Hamburg. Der Mann, der den Sieg festgehalten hatte, war nach der Partie um Bescheidenheit bemüht. Ja, sagte Johannes Bitter, man merke schon während so eines Spiels, dass man ein paar Bälle halte. „Aber wenn ich danach von den Teamkollegen und den Fans gefeiert werde, dann freue ich mich darüber sehr. Man braucht immer wieder Erfolgserlebnisse, und dieses war vor allem wichtig für uns als Mannschaft“, sagte der Torhüter des HSV Hamburg (HSVH).
19 Paraden und damit eine Quote von 45,24 Prozent parierter Bälle standen für den 39-Jährigen am Sonnabendabend nach dem 25:23 (14:13)-Sieg gegen die TSV Hannover-Burgdorf in der offiziellen Statistik der Handball-Bundesliga.
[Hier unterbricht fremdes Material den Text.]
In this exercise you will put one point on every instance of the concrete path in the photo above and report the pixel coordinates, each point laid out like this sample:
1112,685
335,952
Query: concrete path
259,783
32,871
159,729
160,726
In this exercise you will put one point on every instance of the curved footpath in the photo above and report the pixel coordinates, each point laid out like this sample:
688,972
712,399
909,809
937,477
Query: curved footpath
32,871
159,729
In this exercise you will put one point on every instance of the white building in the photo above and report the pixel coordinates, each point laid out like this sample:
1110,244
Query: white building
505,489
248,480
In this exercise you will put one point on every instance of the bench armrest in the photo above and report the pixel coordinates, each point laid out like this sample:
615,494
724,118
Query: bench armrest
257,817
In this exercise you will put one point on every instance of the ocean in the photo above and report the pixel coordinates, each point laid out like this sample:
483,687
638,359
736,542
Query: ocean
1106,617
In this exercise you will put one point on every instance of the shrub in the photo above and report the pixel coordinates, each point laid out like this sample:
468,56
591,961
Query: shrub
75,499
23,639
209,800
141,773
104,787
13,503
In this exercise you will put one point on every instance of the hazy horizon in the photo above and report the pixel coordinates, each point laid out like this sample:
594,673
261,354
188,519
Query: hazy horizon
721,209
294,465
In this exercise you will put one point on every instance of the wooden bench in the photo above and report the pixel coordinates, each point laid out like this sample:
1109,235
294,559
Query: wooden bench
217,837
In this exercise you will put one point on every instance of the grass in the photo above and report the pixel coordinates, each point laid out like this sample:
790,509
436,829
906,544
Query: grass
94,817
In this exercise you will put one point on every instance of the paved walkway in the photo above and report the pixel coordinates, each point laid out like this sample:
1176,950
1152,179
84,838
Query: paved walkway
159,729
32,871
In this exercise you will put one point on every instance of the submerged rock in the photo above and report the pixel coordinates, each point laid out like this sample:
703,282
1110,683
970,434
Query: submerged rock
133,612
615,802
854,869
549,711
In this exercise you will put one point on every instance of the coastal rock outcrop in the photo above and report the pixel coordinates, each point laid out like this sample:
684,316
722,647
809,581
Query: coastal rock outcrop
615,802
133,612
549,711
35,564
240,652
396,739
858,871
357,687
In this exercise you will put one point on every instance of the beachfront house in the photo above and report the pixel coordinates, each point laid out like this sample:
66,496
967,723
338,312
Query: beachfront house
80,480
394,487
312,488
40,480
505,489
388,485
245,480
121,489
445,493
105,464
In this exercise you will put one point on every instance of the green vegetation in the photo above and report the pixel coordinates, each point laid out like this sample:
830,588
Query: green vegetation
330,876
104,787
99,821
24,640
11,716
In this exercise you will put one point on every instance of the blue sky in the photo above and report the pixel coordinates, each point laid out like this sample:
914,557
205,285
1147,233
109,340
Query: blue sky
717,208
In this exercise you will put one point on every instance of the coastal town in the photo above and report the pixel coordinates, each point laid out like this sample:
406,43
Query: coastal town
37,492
Kein Wunder also, dass der Nationalkeeper derjenige war, dessen Name von den 3256 Fans in der Barclays Arena am lautesten gefeiert wurde.
HSVH: Johannes Bitter hält seine Mannschaft zum Sieg
Es hatte allerdings auch dieser Topleistung ihres Torhüters bedurft, um die Auswahl von Cheftrainer Torsten Jansen nach den Niederlagen gegen den THW Kiel und die Füchse Berlin in die Erfolgsspur zurückzuführen. In einer Partie, die mit dem Adjektiv „zerfahren“ noch wohlwollend beschrieben wäre, hatte auch das, was Bitters Gegenüber Urban Lesjak (16 Paraden/41,03 Prozent) tat, stets Hand und Fuß. Aber weil sich die Offensivreihen beider Teams im Ausschlagen noch so verlockender Vorweihnachtsgeschenke in Form freier Würfe überboten, gab Bitters Reaktionsstärke letztlich den Ausschlag in Richtung des siebten Saisonsiegs für den Aufsteiger.
„Natürlich hilft es uns sehr, wenn Jogi in dieser Weltklasseform hält“, sagte Chefcoach Jansen, der sich nach der Partie mit seinem Trainerteam kollektiv in physiotherapeutische Behandlung hätte begeben können, um die vom ständigen Kopfschütteln beanspruchte Nackenmuskulatur lockern zu lassen. Der 44-Jährige wollte aber nicht das gesamte Füllhorn des Lobes über dem Torhüter ausschütten. „Heute war es entscheidend, dass die Mannschaft ruhig geblieben ist, auch wenn manche Dinge nicht so liefen. Sie hat an sich geglaubt. Für die Moral war dieser Sieg unheimlich wichtig“, sagte er.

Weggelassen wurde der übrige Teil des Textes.